La république
romaine a été le bénéficiaire intelligent des
accidents monétaires qui accablèrent tant de ses
prédécesseurs. Les romains, sans aucun doute, ont tiré
des leçons de l’expérience des autres.
Leur monnaie était
complètement représentative. Elle était de cuivre et
frappée à une valeur faciale d’environ 3 fois sa valeur
marchande. Elle était faite avec attention en utilisant
l’innovation de la frappe plutôt que la fonte et les teintures
utilisées étaient de très grande qualité et
d’une grande complexité artistique. Les pièces
étaient extrêmement difficiles à forger et les amendes
étaient très lourdes.
De plus, le monopole de
la fabrication des pièces était jalousement gardé par
l’Etat et la surévaluation de leur valeur était
limitée par une politique fiscale stricte. Les romains furent
probablement les premiers à obéir à leurs propres lois
limitant l’offre de pièces de monnaie.
Le résultat fut
une stabilité monétaire de 178 ans sans aucune preuve de
démonétisation. Bien au contraire. Alors que la population et
l’économie augmentaient la monnaie –et l’offre
strictement limitée- sa valeur augmentait
aussi.
Les romains avaient
compris le danger d’une expansion monétaire trop importante. Un
exemple d’écrit romain pratiquement contemporain sur le sujet,
nous montre une analyse que Milton Friedman (un monétariste fameux du
20ème siècle) aurait eu du mal à
surpasser :
“Les
origines de l’achat et de la vente remontent à
l’échange. Anciennement, la monnaie était inconnue et il
n’existait pas de termes selon lesquels les marchandises pouvaient
être évaluées précisément mais chaque
individu, selon les désirs de l’époque et les
circonstances, échangeait les choses qui lui étaient inutiles
contre d’autres utiles ; car il arrive souvent que l’on ait
besoin de ce que quelqu’un d’autre possède en trop. Mais,
comme il était rare que ce que le moment coïncide de ce que
l’un désirait, et que l’autre l’eut ou inversement,
un instrument fut choisi, dont la valeur légale et permanente
remédiait par son homogénéité au troc. Cet
instrument, promulgué officiellement, circulait et maintenait son pouvoir
d’achat non pas tant de par sa substance que de par sa quantité.

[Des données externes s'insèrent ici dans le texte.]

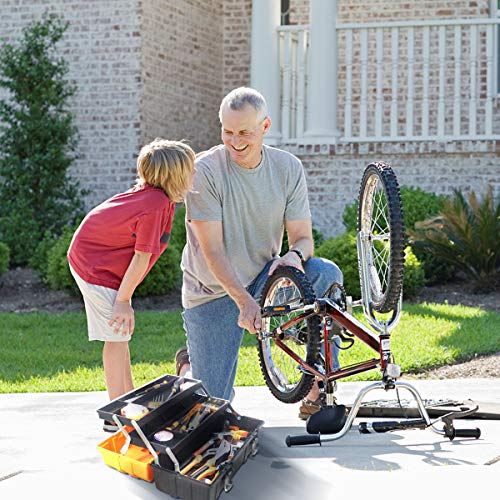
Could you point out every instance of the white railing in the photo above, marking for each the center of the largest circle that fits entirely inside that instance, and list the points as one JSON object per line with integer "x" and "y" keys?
{"x": 401, "y": 81}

Depuis cette époque, une seule considération dans cet
échange était appelé marchandise et l’autre prix ». (Julius Paulus).
Toutefois, les ressources
de Rome n’étaient pas affectées au mieux pour assurer son
développement économique. De par la loi, la classe des
patriciens avait l’interdiction d’investir directement dans les
entreprises commerciales et au lieu de cela était impliquée de
manière prépondérante dans les projets civils contribuant
à la grandeur de Rome. De fait, le développement
économique de la République était en à la traine
par rapport à son développement politique et civique et il
existait des hostilités qui surgissaient régulièrement
entre la classe des patriciens et celle des plébéiens.
In fine, ce ne sont pas
les mouvements sociaux qui minèrent le système monétaire
de la république romaine. Ce fut Hannibal. Dans la campagne
légendaire qu’il mena, avec ses éléphants, de
Carthage en Afrique du Nord, à travers l’Espagne, riche en
argent, et au-delà des Alpes, il menaça Rome depuis le nord.
Hannibal prit le
contrôle des mines de cuivre, dans la région actuellement connue
sous le nom de Toscane, dans le nord de l’Italie, mais aussi de
nombreuses cités dans lesquelles la monnaie romaine circulait. Elle
n’eut plus aucune valeur sous Hannibal. Devant ses armées
progressant, des masses de populations paysannes se réfugiaient
à Rome même, où les romains furent forcés de
frapper des pièces dévaluées et à moindre teneur
de métal, et ceci d’autant plus qu’il fallait financer un
effort militaire massif pour repousser l’ennemi. Bien qu’Hannibal
ne prît jamais Rome, la menace d’une implosion de l’Etat
romain mina irrévocablement sa monnaie.
Ce qui en résulta
fut une Rome toute différente. Elle fut nécessairement plus
militariste et expansionniste (ce qui était nécessaire pour
soutenir son militarisme) et en moins de 100 ans sa politique
républicaine avait conduit à ce qui était effectivement
une dictature.
Néanmoins, le
système monétaire original de la république perdura “pendant
presque deux siècles, pendant lesquels tout ce qui est admirable de la
civilisation romaine a vu son origine, sa croissance et sa maturité.
Et quand le système s’effondra, Rome avait perdu ses
libertés. L’Etat devait devenir plus puissant et plus
redouté mais l’Etat et ses citoyens ne faisaient plus un » (Del Mar).